Not getting an acceptable response from this lamb, the two male Koms rose fully from their half crouched position and stood menacingly over top Little Daft Lamb. Frothy saliva dripped off their vibrating lips and teeth clicked as their jaws opened and snapped shut around his body. They knew they weren’t permitted to bite him so they did everything else but. It looked like the little urchin was in a forest of furry legs as he easily fit beneath them. But every now and then his fist sized head would poke out between those legs and snaffle another kibble, munching contentedly. Eventually he got full and wandered off. The dogs took it as a win, but there was an unsettled attitude about them as if they didn’t quite believe it themselves. I stayed out of it. It wasn’t my battle. I did, however, remind the dogs that it would become my battle if they dared to lay a tooth on that lamb. Outside of that rule, they were going to have to figure out daftness for themselves.
The next day the dogs were waiting for him. They’d obviously decided not to let the situation get too far out of hand, but they’d severely underestimated the challenge. As they rose and circled the bowl menacingly, Little Daft Lamb just tucked his chin, hunched his shoulders and like a tiny David starting walking into those goliaths. You remember about the walking, right? When he ran into the first dog’s legs, it stopped his forward motion but not his leg motion. As soon as the dog moved a bit, Little Daft Lamb charged forward again. The pitch of the growls made me nervous, but Little Daft Lamb shouldered on, ricocheting from one set of legs to another. Finally he hit the side of the bowl and settled in for lunch. The dogs were incredulous. They had faced down coyotes, bears and timber wolves, but little daft lamb couldn’t feel their force.
At this point, the younger dogs sounded like whining teenagers. They looked at me with an adolescent outrage that expressed their sense of terrible injustice. Old Dali, their mum, was savvy enough to know that this battle was forever lost. Her ego didn’t require coddling, but her sons were not so easily salved. They tried to draw me into it by placing a large, taloned paw on the lamb, pushing him to the ground. That didn’t frighten him in the slightest as he was an expert at going with the flow. He now simply chewed his dog kibble from the supine position. Without looking in their direction, I suggested that if they continued that route they were liable to become bear bait. They backed off resentfully and I ignored their pouting.
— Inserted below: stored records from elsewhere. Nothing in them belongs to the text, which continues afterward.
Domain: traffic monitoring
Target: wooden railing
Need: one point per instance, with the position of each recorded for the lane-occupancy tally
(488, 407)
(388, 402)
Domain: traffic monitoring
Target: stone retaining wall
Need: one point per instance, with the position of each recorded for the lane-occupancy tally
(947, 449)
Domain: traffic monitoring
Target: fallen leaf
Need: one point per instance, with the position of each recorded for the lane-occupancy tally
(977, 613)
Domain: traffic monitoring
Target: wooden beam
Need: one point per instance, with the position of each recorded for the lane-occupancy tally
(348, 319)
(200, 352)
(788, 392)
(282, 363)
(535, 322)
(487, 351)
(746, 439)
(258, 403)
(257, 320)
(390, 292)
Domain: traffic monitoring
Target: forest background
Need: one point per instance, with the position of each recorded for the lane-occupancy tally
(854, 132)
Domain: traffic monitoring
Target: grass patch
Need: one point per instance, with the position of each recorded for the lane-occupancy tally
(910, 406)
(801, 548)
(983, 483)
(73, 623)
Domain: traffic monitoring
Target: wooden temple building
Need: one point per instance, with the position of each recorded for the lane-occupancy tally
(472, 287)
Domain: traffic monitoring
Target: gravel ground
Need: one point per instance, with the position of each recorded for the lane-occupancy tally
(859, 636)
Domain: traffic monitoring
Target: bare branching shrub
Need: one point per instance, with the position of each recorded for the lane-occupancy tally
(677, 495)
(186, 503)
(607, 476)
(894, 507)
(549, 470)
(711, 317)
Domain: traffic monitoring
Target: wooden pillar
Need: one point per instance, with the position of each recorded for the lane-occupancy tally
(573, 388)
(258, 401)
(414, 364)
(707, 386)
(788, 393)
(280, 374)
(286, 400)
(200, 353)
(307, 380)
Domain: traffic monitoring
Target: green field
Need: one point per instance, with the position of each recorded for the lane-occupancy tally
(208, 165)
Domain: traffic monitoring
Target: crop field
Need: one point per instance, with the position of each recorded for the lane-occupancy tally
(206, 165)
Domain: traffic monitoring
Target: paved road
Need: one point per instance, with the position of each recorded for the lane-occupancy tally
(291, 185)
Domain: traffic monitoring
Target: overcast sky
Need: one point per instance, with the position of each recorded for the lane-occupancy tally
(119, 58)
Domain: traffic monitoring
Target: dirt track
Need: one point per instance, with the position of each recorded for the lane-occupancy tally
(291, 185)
It took several more days of this single lamb onslaught before the dogs finally reconciled to the reality. It was as if they ultimately shrugged their shoulders, swallowed their frustration, and lay off to the side in resignation. Power is only an intellectual concept if others don’t concede to it, and in the face of howling fury and the valley of the shadow of death, Little Daft Lamb feared no evil and just tucked his head and kept on walking.